Bromberger is following the same methodology that was used back in 2001 to estimate the cost of developing Debian 2.2 (“potato”). Debian 2.2 was estimated at $1.9 billion, which demonstrates just how much Debian and the upstream software ecosystem has grown in 11 years.
The estimate uses the SLOCCount tools from David A. Wheeler, which “automatically estimate the effort, time, and money it would take to develop the software.” It uses the Constructive Cost Model (COCOMO) to estimate costs. This assumes that the average developer wage is about $72,533.
What about individual projects within Debian? Samba would cost about $101 million, Apache’s httpd about $33.5 million, and MySQL runs about $64.1 million. Considering that Sun forked over about $1 billion for just MySQL, I suspect that these figures are rather on the low side.
The $19.1 billion doesn’t even count the additional work added by Debian developers to upstream software. Debian developers actually have to package the software, configure it all to work together, add patches to the upstream software, and so forth. It also doesn’t take into account what it costs to run Debian’s infrastructure (such as its build machines), and so forth. Nor do the figures seem to take into account the overhead that would be required to actually carry fully loaded salaries with benefits, management, etc. If those things were taken into account, the figure would likely be much higher.
But even if it’s not 100% accurate, it’s still interesting to have a rough idea what all this development might cost if you were looking at paid software development.

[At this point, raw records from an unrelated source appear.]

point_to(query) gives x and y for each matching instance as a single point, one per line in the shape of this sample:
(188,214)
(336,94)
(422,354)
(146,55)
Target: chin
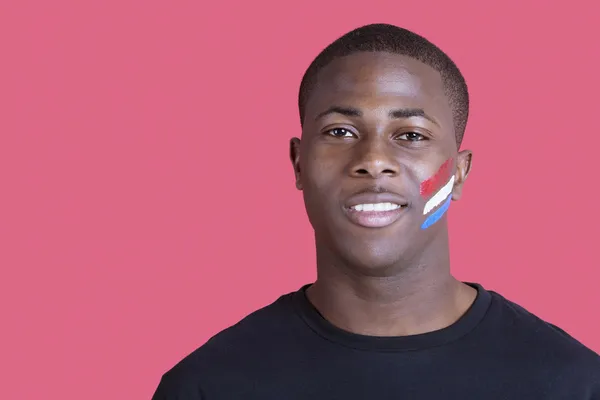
(374,259)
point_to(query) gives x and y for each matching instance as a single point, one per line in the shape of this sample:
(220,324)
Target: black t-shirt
(288,351)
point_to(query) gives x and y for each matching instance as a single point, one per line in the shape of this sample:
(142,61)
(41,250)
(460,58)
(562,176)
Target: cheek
(436,191)
(323,169)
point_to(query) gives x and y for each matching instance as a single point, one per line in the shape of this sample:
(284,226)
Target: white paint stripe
(440,196)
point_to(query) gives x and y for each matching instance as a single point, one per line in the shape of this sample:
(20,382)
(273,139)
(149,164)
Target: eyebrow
(401,113)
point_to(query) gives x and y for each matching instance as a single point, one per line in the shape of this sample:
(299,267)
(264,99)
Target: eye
(340,132)
(412,137)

As a side note, Bromberger also looked at the programming languages that make up Debian’s software. ANSI C and C++ are far and away the most used. ANSI C accounts for 40% of the Debian codebase, while C++ comes in with 20%. Next is Java, with 8% of the codebase. Compare that with language rankings according to GitHub and Stack Overflow or the TIOBE Index.
And what would you pay for all that software? No cost at all. Not a bad deal, that.